Example $$\PageIndex{1}$$: Euler angle transformation

The definition of the Euler angles can be confusing, therefore it is useful to illustrate their use for a rotational transformation of a primed frame $$(x^{\prime}, y^{\prime} , z^{\prime} )$$ to an unprimed frame $$(x,y,z)$$. Assume the first rotation about the $$z^{\prime}$$ axis, is $$\phi = 30^{\circ}$$

$\lambda_{\phi} = \begin{pmatrix} \frac{\sqrt{3}}{2} & \frac{1}{2} & 0 \\ −\frac{1}{2} & \frac{\sqrt{3}}{2} & 0 \\ 0 & 0 & 1 \end{pmatrix} \notag$

Let the second rotation be $$\theta = 45^{\circ}$$ about the line of nodes, that is, the intermediate $$x$$” axis. Then

$\lambda_{\theta} = \begin{pmatrix} 1 & 0 & 0 \\ 0 & \frac{1}{\sqrt{2}} & \frac{1}{\sqrt{2}} \\ 0 & -\frac{1}{\sqrt{2}} & \frac{1}{\sqrt{2}} \end{pmatrix} \notag$

Let the third rotation be $$\psi = 90^{\circ}$$ about the $$z$$ axis.

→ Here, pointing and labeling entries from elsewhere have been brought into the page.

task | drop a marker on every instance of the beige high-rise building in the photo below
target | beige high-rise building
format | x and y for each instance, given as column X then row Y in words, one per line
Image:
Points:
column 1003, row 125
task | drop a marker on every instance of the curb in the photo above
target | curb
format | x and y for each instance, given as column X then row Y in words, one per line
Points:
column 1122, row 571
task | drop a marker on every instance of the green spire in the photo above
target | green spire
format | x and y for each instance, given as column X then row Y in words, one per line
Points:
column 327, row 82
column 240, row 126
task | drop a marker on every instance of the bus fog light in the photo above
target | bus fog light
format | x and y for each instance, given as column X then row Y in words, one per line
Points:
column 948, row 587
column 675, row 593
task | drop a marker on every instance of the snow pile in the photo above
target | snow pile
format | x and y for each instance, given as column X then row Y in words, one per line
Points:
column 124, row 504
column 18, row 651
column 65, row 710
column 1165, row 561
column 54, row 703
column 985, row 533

$\lambda_{\psi} = \begin{pmatrix} 0 & 1 & 0 \\ −1 & 0 & 0 \\ 0 & 0 & 1 \end{pmatrix} \notag$

Thus the net rotation corresponds to $$\lambda = \lambda_{\psi} \lambda_{\theta} \lambda_{\phi}$$

$\lambda = \begin{pmatrix} \frac{\sqrt{3}}{2} & \frac{1}{2} & 0 \\ −\frac{1}{2} & \frac{\sqrt{3}}{2} & 0 \\ 0 & 0 & 1 \end{pmatrix} \begin{pmatrix} 1 & 0 & 0 \\ 0 & \frac{1}{\sqrt{2}} & \frac{1}{\sqrt{2}} \\ 0 & -\frac{1}{\sqrt{2}} & \frac{1}{\sqrt{2}} \end{pmatrix} \begin{pmatrix} 0 & 1 & 0 \\ −1 & 0 & 0 \\ 0 & 0 & 1 \end{pmatrix} = \begin{pmatrix} -\frac{1}{4}\sqrt{2} & \frac{1}{2}\sqrt{3} & \frac{1}{4}\sqrt{2} \\ −\frac{1}{4}\sqrt{6} & -\frac{1}{2} & \frac{1}{4}\sqrt{6} \\ \frac{1}{2}\sqrt{2} & 0 & \frac{1}{2}\sqrt{2} \end{pmatrix} \notag$

1The space-fixed coordinate frame and the body-fixed coordinate frames are unambiguously defined, that is, the space-fixed frame is stationary while the body-fixed frame is the principal-axis frame of the body. There are several possible intermediate frames that can be used to define the Euler angles. The $$z-x-z$$ sequence of rotations, used here, is used in most physics textbooks in classical mechanics. Unfortunately scientists and engineers use slightly different conventions for defining the Euler angles. As discussed in Appendix A of "Classical Mechanics" by Goldstein, nuclear and particle physicists have adopted the $$z-y-z$$ sequence of rotations while the US and UK aerodynamicists have adopted a $$x-y-z$$ sequence of rotations.